Un pays ne se conquiert et ne se pacifie ni à coups de canon seulement, ni seulement à coups de décrets. Il y faut des uns et des autres et tout ensemble et successivement. Leur effet se mêle et se combine, et dans le résultat définitif, il est souvent téméraire de prétendre discerner ce qui revient à l’homme de guerre et ce qui revient à l’homme d’État. Mais pour la facilité et l’utilité de nos études, il importe de séparer les mesures d’ordre politique et les mesures d’ordre militaire.

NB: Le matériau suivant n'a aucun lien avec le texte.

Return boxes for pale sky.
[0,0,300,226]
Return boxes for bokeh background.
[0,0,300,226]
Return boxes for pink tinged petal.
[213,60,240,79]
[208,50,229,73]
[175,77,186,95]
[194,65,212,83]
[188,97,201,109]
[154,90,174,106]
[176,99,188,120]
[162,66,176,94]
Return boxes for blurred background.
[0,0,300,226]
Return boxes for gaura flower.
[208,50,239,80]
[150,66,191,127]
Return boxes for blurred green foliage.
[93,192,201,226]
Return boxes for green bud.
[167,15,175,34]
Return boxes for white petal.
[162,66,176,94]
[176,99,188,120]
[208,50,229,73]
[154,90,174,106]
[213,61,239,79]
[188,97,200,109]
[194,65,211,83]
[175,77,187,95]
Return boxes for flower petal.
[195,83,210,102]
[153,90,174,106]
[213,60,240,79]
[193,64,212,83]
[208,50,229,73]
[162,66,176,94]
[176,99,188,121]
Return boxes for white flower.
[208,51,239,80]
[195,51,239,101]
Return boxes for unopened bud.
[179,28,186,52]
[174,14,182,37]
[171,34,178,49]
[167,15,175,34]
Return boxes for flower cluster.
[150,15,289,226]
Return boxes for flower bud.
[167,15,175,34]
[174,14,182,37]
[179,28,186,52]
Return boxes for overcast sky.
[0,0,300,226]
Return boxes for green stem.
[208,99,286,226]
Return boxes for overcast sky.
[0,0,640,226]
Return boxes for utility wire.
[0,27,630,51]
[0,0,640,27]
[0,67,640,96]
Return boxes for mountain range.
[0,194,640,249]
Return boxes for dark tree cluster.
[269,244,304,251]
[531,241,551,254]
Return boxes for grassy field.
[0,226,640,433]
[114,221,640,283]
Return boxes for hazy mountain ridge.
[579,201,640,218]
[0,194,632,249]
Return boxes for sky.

Quand du seul point de vue militaire on examine les mesures auxquelles les Anglais ont demandé la pacification de la Birmanie, on voit qu’elles se réduisent à ceci : avoir, au moment voulu, beaucoup de troupes de la nature et de la qualité qui conviennent, et mettre à leur tête des chefs ayant le genre d’expérience que le pays requiert. Ici encore, remarquons-le, les Anglais avaient beau jeu. La plus grande partie des forces employées en Birmanie, ils les tirèrent de l’Inde. Or, d’une part, l’Inde était, à cette époque, absolument calme, et pouvait, de son effectif normal, distraire autant de troupes qu’on le jugerait utile ; d’autre part, ces troupes de l’armée des Indes avaient ordinairement vécu sous un climat et manœuvré sur un terrain semblables à ceux qu’ils rencontrèrent dans les vallées de l’Iraouaddy et de la Chindwin, ou sur les pentes des monts birmans. Enfin, les généraux qu’on mit à leur tête avaient, eux aussi, fait leur carrière dans l’Inde et, pour la plupart, y exerçaient un commandement au moment où on les

  1. « Le gouvernement de Sa Majesté désire laisser à Votre Excellence une grande liberté quant aux méthodes précises qui vous sembleront convenables pour réorganiser le gouvernement de la Haute-Birmanie. Votre Excellence aura, dans le cours du temps, à déterminer le nombre des troupes qui peuvent être nécessaires pour maintenir la paix et réduire les bandes de dacoits. » (Dépêche de lord Randolph Churchill à lord Dufferin, 31 décembre 1885.)